CSR and human rights: Are we far from the Middle Ages?

CSR and human rightsThe processes of globalization are changing the world, businesses are becoming more opportunities to impact on the livelihoods of people, therefore, the level of responsibility should naturally increase.
The desire of companies to build their own policy of corporate social responsibility (CSR) grows as well, because it is closely linked to sustainable business expansion.
Now everyone, regardless of place of residence, have the opportunity to be “at a distance of a clique” of excellence in the field of CSR, to receive the highest qualitative theoretical and practical training in the effective management of intangible risks and assets, corporate sustainability, communications and strategic development of the company.
In accordance with human rights law and ISO 26000 corporate social responsibility is defined as the responsibility of the organization for the impact of its decisions and actions on the social order and the surroundings, which is expressed in a translucent and moral behavior that contributes to sustainable progress of the social order, takes into account the potential of the founders of the organization meets the requirements of current legislation and international norms of behavior, and integrated throughout the organization and implemented in its relations.
ISO 26000 comprises six main aspects of the main list of human rights:
1. Human rights and responsibilities;
2. Compliance with labor standards;
3. Environment;
4. Honest business practices;
5. Issues related to the consumers;
6. Community participation and development.
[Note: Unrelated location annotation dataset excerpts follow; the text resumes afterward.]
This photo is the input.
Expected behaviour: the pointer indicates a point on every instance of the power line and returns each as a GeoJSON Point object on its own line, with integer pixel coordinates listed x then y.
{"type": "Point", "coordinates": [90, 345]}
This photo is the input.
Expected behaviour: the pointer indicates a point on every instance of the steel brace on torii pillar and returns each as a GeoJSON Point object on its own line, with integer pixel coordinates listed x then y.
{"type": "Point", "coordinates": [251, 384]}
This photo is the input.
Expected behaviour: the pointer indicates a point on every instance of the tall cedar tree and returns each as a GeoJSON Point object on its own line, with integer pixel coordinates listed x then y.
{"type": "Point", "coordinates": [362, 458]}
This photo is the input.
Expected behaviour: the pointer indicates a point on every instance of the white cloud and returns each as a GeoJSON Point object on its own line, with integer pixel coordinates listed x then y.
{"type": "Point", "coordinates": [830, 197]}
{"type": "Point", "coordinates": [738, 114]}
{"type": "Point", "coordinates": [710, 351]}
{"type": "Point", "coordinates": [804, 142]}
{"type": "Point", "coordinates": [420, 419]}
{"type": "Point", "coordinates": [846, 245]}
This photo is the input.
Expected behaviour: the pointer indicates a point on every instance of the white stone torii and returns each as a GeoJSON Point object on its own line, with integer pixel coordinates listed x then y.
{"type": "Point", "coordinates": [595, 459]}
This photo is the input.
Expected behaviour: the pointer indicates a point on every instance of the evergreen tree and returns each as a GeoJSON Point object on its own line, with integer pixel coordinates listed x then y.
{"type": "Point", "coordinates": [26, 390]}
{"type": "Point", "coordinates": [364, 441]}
Thus, following the logic, the human rights must be a priority for successful companies that position themselves as socially responsible entities. What happens in practice?
Despite the priority of human rights, studies made by Amnesty International organization, show that companies are able to have a negative impact on the rights of individuals and large groups of people. Thus at the national and at the international level there are practically no effective approaches to prevent violations of human rights by legal persons or to hold violators accountable.
According to a study conducted by the Special Representative on human rights and the economy of the United Nations, John Ruggie, the most frequent violations of human rights take place in the sector of development.